For Ziggy on his birthday.

Storm
By Neil Beynon

There is a place so far away that if you travelled to the coldest edges of our universe, where up is no longer up and down is no longer down, you could not reach it and yet, if you walk along a beach and listen for the ninth wave, you can hear it. You cannot get there with even the most powerful of rockets or the cleverest of computers but if you look up at the night sky and search for the north star and the great bear you can glimpse it and if you lift your eyes a little higher from that wonky saucepan of stars you can see something else: Draco.

That land looks a lot like ours though it has no pollution and no Internet and no cars.
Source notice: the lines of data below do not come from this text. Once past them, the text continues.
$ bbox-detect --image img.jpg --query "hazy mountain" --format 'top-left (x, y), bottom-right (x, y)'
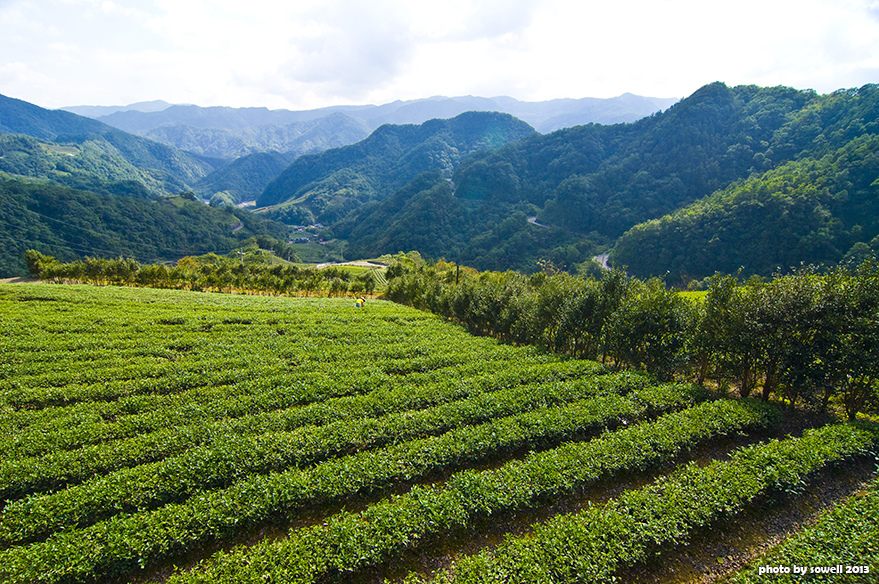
top-left (194, 152), bottom-right (295, 205)
top-left (81, 93), bottom-right (678, 134)
top-left (61, 99), bottom-right (171, 118)
top-left (145, 112), bottom-right (369, 159)
top-left (0, 95), bottom-right (218, 196)
top-left (257, 112), bottom-right (536, 223)
top-left (332, 83), bottom-right (879, 274)
top-left (0, 176), bottom-right (288, 278)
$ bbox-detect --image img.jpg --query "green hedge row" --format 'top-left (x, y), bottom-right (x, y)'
top-left (0, 373), bottom-right (645, 547)
top-left (0, 361), bottom-right (606, 499)
top-left (413, 424), bottom-right (879, 584)
top-left (0, 386), bottom-right (701, 584)
top-left (160, 400), bottom-right (778, 584)
top-left (725, 479), bottom-right (879, 584)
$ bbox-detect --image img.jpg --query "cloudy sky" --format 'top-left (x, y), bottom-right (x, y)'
top-left (0, 0), bottom-right (879, 109)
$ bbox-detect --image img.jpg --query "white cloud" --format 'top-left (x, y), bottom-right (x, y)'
top-left (0, 0), bottom-right (879, 108)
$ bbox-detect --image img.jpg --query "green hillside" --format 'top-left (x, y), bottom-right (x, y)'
top-left (257, 112), bottom-right (534, 223)
top-left (0, 95), bottom-right (219, 196)
top-left (334, 83), bottom-right (879, 275)
top-left (193, 152), bottom-right (294, 205)
top-left (610, 135), bottom-right (879, 284)
top-left (144, 112), bottom-right (369, 161)
top-left (0, 177), bottom-right (287, 278)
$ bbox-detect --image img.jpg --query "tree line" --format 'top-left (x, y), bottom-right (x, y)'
top-left (385, 258), bottom-right (879, 419)
top-left (25, 250), bottom-right (377, 296)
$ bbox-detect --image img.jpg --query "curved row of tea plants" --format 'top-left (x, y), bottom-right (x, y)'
top-left (0, 386), bottom-right (698, 583)
top-left (155, 400), bottom-right (778, 584)
top-left (0, 361), bottom-right (612, 499)
top-left (724, 479), bottom-right (879, 584)
top-left (0, 374), bottom-right (648, 547)
top-left (413, 424), bottom-right (879, 584)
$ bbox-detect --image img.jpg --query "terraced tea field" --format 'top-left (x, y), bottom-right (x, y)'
top-left (0, 284), bottom-right (879, 584)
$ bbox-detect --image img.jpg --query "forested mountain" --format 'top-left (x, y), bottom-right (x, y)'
top-left (144, 112), bottom-right (369, 159)
top-left (257, 112), bottom-right (536, 223)
top-left (0, 177), bottom-right (287, 278)
top-left (193, 152), bottom-right (295, 205)
top-left (611, 134), bottom-right (879, 285)
top-left (328, 83), bottom-right (879, 274)
top-left (0, 96), bottom-right (219, 196)
top-left (0, 96), bottom-right (290, 277)
top-left (79, 93), bottom-right (678, 135)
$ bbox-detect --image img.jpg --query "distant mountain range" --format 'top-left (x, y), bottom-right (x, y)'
top-left (8, 83), bottom-right (879, 284)
top-left (62, 93), bottom-right (678, 160)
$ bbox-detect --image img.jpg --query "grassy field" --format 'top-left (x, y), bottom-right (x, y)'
top-left (0, 284), bottom-right (879, 584)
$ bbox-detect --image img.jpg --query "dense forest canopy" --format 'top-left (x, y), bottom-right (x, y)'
top-left (300, 83), bottom-right (879, 283)
top-left (0, 178), bottom-right (287, 277)
top-left (0, 82), bottom-right (879, 286)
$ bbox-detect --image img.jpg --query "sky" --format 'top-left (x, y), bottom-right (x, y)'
top-left (0, 0), bottom-right (879, 110)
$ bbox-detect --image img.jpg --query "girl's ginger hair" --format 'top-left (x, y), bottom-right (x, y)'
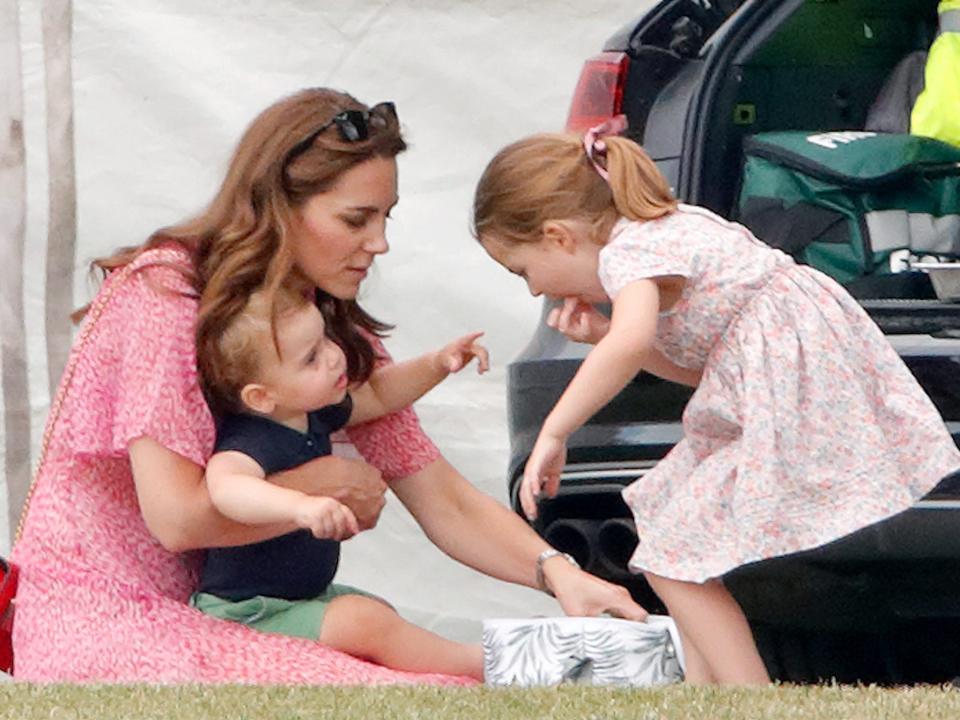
top-left (472, 133), bottom-right (677, 244)
top-left (74, 88), bottom-right (406, 410)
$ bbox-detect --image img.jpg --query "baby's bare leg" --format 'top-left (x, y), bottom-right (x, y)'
top-left (319, 595), bottom-right (483, 680)
top-left (644, 573), bottom-right (770, 685)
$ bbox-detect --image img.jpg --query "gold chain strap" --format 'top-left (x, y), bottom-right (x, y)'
top-left (13, 261), bottom-right (144, 545)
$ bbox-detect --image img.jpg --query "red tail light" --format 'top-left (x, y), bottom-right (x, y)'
top-left (567, 52), bottom-right (630, 132)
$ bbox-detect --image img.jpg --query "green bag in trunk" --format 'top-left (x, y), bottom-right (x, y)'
top-left (738, 130), bottom-right (960, 283)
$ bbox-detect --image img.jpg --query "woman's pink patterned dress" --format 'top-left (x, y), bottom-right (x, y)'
top-left (13, 248), bottom-right (472, 684)
top-left (599, 205), bottom-right (960, 582)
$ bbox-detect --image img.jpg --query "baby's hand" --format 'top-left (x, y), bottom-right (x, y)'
top-left (294, 495), bottom-right (360, 540)
top-left (437, 332), bottom-right (490, 375)
top-left (547, 298), bottom-right (610, 345)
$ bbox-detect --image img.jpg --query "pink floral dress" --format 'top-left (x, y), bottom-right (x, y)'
top-left (12, 248), bottom-right (473, 684)
top-left (599, 205), bottom-right (960, 582)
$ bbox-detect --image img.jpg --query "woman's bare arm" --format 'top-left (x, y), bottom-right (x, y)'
top-left (390, 458), bottom-right (646, 620)
top-left (129, 438), bottom-right (386, 552)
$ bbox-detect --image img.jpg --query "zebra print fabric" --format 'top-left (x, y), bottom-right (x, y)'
top-left (483, 615), bottom-right (683, 687)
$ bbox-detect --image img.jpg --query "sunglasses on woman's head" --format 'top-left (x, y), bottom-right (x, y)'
top-left (284, 101), bottom-right (397, 165)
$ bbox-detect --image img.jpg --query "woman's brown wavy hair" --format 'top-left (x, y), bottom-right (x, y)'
top-left (75, 88), bottom-right (406, 410)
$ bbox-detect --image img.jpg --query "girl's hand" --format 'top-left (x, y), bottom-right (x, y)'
top-left (294, 495), bottom-right (360, 540)
top-left (437, 332), bottom-right (490, 375)
top-left (520, 431), bottom-right (567, 520)
top-left (547, 298), bottom-right (610, 345)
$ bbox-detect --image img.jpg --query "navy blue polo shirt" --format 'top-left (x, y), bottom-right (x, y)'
top-left (198, 395), bottom-right (353, 600)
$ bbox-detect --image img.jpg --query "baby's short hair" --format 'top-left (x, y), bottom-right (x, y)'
top-left (204, 286), bottom-right (313, 412)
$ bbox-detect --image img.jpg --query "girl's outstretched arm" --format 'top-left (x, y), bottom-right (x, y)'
top-left (519, 279), bottom-right (660, 519)
top-left (541, 279), bottom-right (660, 438)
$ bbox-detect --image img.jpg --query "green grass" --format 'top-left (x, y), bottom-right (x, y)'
top-left (0, 683), bottom-right (960, 720)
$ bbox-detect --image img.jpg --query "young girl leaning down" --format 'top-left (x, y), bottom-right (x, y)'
top-left (474, 116), bottom-right (960, 683)
top-left (191, 287), bottom-right (496, 679)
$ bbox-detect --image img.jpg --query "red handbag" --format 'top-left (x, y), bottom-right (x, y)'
top-left (0, 558), bottom-right (17, 674)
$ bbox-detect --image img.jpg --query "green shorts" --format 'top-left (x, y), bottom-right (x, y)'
top-left (190, 583), bottom-right (387, 640)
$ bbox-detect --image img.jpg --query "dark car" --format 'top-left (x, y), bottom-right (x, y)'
top-left (508, 0), bottom-right (960, 684)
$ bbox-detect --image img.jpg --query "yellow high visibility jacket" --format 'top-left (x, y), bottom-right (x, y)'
top-left (910, 0), bottom-right (960, 146)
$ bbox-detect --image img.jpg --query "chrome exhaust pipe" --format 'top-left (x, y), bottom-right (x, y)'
top-left (543, 519), bottom-right (597, 572)
top-left (597, 518), bottom-right (638, 577)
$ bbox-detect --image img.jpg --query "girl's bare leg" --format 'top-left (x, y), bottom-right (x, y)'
top-left (645, 573), bottom-right (770, 685)
top-left (319, 595), bottom-right (483, 680)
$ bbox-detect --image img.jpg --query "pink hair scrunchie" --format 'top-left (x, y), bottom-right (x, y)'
top-left (583, 115), bottom-right (627, 182)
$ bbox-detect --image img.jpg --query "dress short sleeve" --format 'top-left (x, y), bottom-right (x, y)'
top-left (347, 336), bottom-right (440, 482)
top-left (597, 216), bottom-right (692, 300)
top-left (71, 250), bottom-right (214, 465)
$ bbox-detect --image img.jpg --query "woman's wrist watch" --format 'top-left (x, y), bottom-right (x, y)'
top-left (537, 548), bottom-right (580, 597)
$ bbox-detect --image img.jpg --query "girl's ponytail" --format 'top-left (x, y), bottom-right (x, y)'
top-left (603, 136), bottom-right (677, 220)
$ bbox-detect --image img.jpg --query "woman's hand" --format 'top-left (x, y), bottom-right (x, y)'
top-left (547, 298), bottom-right (610, 345)
top-left (520, 430), bottom-right (567, 520)
top-left (294, 495), bottom-right (360, 540)
top-left (436, 332), bottom-right (490, 375)
top-left (543, 557), bottom-right (647, 621)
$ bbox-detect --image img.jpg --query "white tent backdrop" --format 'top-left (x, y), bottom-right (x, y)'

It has different magic. For all that, it does have a young dragon with ruby red scales and a belly as golden as the rising sun and he is known as Draco although his real name is a secret. Draco loves to fly, to climb as high as he can in the night sky and to try to reach the stars. He is flying now although much lower than he would ordinarily go because he is carrying someone, a woman with hair as dark as night and eyes the colour of the ocean. Her name is Caerwen and she is a witch and she is his adopted mother.
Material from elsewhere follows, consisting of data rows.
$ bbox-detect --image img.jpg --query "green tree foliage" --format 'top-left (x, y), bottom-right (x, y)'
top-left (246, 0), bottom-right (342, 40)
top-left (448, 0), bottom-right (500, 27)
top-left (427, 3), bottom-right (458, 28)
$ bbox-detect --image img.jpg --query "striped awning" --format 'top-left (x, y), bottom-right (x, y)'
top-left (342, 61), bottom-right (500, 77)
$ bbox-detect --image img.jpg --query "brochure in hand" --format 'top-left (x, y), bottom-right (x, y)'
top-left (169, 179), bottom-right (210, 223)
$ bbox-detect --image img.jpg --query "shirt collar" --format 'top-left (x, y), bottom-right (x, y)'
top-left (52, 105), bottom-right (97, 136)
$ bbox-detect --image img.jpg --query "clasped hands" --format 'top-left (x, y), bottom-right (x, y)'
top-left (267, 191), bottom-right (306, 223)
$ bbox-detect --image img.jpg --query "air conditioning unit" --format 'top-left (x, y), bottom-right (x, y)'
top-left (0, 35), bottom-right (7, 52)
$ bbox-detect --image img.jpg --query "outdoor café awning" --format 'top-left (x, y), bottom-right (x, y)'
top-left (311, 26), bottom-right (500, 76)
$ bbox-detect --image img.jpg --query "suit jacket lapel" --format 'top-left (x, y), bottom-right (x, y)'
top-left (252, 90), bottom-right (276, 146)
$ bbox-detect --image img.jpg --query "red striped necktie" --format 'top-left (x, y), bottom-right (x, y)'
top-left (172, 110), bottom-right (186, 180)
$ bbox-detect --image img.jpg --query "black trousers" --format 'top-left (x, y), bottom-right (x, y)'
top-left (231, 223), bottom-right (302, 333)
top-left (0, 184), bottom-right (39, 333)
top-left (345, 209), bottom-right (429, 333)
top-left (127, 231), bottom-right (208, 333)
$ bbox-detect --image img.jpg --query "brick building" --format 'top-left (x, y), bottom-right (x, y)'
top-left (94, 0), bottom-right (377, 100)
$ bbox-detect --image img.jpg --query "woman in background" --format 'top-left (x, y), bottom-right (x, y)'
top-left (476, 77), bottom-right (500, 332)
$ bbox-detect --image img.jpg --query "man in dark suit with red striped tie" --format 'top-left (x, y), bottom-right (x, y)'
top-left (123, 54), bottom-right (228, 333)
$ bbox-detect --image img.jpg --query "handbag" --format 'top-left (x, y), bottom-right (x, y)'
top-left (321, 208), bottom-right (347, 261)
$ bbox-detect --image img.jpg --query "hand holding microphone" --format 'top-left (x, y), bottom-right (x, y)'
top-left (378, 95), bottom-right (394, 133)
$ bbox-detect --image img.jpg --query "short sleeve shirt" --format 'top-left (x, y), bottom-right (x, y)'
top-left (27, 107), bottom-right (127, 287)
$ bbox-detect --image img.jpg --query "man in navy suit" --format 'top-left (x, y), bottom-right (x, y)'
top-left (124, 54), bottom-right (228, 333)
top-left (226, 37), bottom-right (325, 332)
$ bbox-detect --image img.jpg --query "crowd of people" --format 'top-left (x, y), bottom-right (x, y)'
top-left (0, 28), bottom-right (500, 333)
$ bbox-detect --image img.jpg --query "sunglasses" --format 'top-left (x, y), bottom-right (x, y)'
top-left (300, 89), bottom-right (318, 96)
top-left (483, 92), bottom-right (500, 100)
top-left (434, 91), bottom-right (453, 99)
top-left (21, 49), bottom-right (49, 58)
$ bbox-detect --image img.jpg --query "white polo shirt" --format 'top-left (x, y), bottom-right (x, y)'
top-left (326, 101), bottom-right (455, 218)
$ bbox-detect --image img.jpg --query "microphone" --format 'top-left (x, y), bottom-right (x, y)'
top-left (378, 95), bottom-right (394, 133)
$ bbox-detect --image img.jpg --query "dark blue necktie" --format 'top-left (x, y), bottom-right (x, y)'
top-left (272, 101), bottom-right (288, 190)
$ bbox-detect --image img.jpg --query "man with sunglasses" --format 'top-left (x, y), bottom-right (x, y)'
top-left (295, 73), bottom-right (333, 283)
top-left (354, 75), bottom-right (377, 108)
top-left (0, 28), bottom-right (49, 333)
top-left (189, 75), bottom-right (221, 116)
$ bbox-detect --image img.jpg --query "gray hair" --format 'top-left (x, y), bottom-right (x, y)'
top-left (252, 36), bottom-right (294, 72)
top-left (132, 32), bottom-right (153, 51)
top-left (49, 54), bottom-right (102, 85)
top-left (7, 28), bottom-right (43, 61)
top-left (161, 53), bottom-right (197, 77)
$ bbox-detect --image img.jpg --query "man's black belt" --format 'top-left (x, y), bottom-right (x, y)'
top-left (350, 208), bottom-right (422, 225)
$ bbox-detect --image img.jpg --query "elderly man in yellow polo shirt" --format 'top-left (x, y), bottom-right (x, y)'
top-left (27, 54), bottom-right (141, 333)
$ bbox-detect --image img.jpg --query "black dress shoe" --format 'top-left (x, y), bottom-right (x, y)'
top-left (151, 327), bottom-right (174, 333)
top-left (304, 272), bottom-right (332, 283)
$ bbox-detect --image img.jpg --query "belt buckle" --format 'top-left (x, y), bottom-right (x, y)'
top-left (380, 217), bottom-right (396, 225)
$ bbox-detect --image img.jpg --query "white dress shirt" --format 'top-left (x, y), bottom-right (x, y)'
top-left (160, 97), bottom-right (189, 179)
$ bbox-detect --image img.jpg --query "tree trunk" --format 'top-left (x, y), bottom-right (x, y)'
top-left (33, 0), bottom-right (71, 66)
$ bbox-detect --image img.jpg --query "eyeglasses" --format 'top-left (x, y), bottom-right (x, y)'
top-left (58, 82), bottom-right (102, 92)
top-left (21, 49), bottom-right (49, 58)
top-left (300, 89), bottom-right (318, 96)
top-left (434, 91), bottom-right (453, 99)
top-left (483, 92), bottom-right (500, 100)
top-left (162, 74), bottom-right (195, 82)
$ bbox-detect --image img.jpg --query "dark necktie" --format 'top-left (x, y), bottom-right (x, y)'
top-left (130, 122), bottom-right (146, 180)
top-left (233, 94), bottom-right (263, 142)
They have travelled far these two. They are wanderers at heart and the world is a big place full of new places to see and new adventures to have but today they have taken a detour to Caerwen’s homeland in the west. The land of Annwn, ruled by the good king Arawn, who Caerwen once served a long time ago when she was young and foolish, is a green land full of rolling hills, deep forests, good hunting and shining cities. They do not see dragons often.

It was a reasonable assumption then that Draco’s arrival would cause some disconcertion amongst the peoples of that land. Caerwen was confused as to the lack of any kind of alarm or surprise as they flew in low over the lands and, indeed, the absence of any kind of farming or hunting as they came in closer and closer to the capitol city where Arawn had his palace.

“This makes a pleasant change,” said Draco, over his shoulder.

Caerwen did not reply. Something was not right.

Draco landed by the city gates as they had agreed. It would not do to enter the city without permission and Caerwen feared the guard would be scared enough to fire on Draco with their arrows and spears. Draco did his best to quieten down the fire in his belly so that only the odd wisp of smoke appeared from his nostrils and he did not appear angry or cross. Caerwen slipped from his shoulders and looked up at the guards looking down. They seemed distracted.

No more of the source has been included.